Prior art workers have approached this problem in a number of different
ways. One approach has been to provide lateral guidance for the moving
stairway to minimize lateral movement thereof. An example of this is
taught in U.S. Pat. No. 2,813,613 wherein castors are mounted on the
brackets of each step, and engage and ride along the skirts. British
patent specification 519,149 teaches the provision of an edge rib on
either end of each tread, the edge rib being so configured as to make the
passenger slightly uncomfortable should he step upon it so that he will
automatically move his foot inwardly from the edge of the step tread and
away from the adjacent gap.
U.S. Pat. No. 3,144,118 teaches the application of low friction coatings on
the skirt thereby reducing the chances of clothing, footwear or the like
being drawn into the gap by the relative movement of the steps and the
skirts. U.S. Pat. No. 3,191,743 teaches a moving walkway wherein the
skirts are provided with resilient ribs which extend into and ride through
the first tread groove at each side of each tread.

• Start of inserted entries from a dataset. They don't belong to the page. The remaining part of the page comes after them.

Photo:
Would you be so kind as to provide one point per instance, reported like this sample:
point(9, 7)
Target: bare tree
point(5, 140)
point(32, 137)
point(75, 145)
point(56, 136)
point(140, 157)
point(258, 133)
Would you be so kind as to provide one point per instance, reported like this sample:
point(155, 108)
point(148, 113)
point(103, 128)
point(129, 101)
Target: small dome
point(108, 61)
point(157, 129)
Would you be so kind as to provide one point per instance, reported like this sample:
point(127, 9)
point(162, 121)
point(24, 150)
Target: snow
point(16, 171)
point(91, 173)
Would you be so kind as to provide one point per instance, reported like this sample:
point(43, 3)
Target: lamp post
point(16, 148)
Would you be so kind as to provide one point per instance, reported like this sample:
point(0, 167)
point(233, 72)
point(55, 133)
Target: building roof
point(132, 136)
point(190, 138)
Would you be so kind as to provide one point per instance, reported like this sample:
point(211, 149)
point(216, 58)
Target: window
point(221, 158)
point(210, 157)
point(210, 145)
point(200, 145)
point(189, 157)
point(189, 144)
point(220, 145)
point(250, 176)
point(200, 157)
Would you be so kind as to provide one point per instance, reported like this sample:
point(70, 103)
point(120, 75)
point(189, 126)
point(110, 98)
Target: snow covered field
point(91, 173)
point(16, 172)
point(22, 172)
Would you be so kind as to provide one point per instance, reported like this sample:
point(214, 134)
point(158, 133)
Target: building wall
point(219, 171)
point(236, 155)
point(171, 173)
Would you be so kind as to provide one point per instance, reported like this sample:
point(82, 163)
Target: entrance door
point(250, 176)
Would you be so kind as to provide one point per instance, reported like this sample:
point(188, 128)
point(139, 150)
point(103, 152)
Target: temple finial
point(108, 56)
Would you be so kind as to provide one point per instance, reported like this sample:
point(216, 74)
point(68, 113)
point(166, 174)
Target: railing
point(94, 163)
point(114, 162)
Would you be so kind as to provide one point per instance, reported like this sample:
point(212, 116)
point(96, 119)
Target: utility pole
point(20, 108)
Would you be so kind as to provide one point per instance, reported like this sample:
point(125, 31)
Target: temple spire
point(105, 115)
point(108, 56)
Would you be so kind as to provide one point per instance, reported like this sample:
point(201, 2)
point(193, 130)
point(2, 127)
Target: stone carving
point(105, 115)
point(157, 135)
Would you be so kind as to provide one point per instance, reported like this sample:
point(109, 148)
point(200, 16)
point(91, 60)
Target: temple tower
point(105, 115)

U.S. Pat. No. 2,981,397 teaches the provision of a removable resilient
cleat along each side edge of each step tread. If the weight of the
passenger is applied to this cleat, it will bend toward the skin, closing
the gap therebetween. In a somewhat similar fashion, British patent
specification 1 276 922 teaches the provision of a barrier means affixed
to each side of each stair tread. The barrier means prevents the
passenger's foot from approaching either gap between the tread sides and
the adjacent skirts.
U.S. Pat. No. 3,986,595 teaches a safety device located at either side of
each step of an escalator. If the passenger should contact the safety
device, it will shift to close the gap between the step side and the
adjacent skirt. U.S. Pat. No. 4,374,558 teaches an escalator step wherein
the tread is provided with front-to-rear ribs which are formed on a press.
The endmost portions of the tread are formed without ribs. Ribbed inserts
are attached to the tread in these endmost ribless areas and are so
located to assure that each tread has the same predetermined side-to-side
dimension.
Finally, U.S. Pat. Nos. 4,236,623; 4,397,383; 4,413,719 and 4,519,490 teach
the provision of resilient inserts mounted along the side edges of each
tread so as to minimize the adjacent tread/skirt gap. In some instances,
any pressure applied to the resilient strips will cause them to form a
closure seal with the adjacent skirt. In some instances, the resilient
members have portions which actually contact the skirt substantially
continuously.
All of these approaches have both advantages and disadvantages. Where
actual substantially continuous contact between a gap closing member and
an adjacent skirt takes place, wear will result, and sometimes noise and
vibration will result as well. None of these approaches provide an
adjustable gap minimizing means, enabling a final adjustment of the
assembled escalator.
The present invention is based upon the discovery that better results can
be achieved by providing steps having treads with conventional fore-to-aft
alternate ribs and grooves, but with a predetermined number of ribs
removed at each side of the tread to provide planar surfaces at each tread
side. Separate ribbed tread inserts are affixed to the planar tread
surfaces and are laterally adjustable thereon. Riser inserts may also be
affixed to the side edges of the riser of each step. The adjustable
inserts avoid a non-conformance product assembly; enable reasonable
tolerances in the manufacture of the parts of the escalator; and enable
reasonable tolerance in the alignment of the escalator track system and
the balustrade skirts.
The ribbed inserts are preferably made of ultra-high molecular weight
plastic. Attachment and adjustment of the tread inserts constitute the
final adjustment of the escalator during its assembly and installation.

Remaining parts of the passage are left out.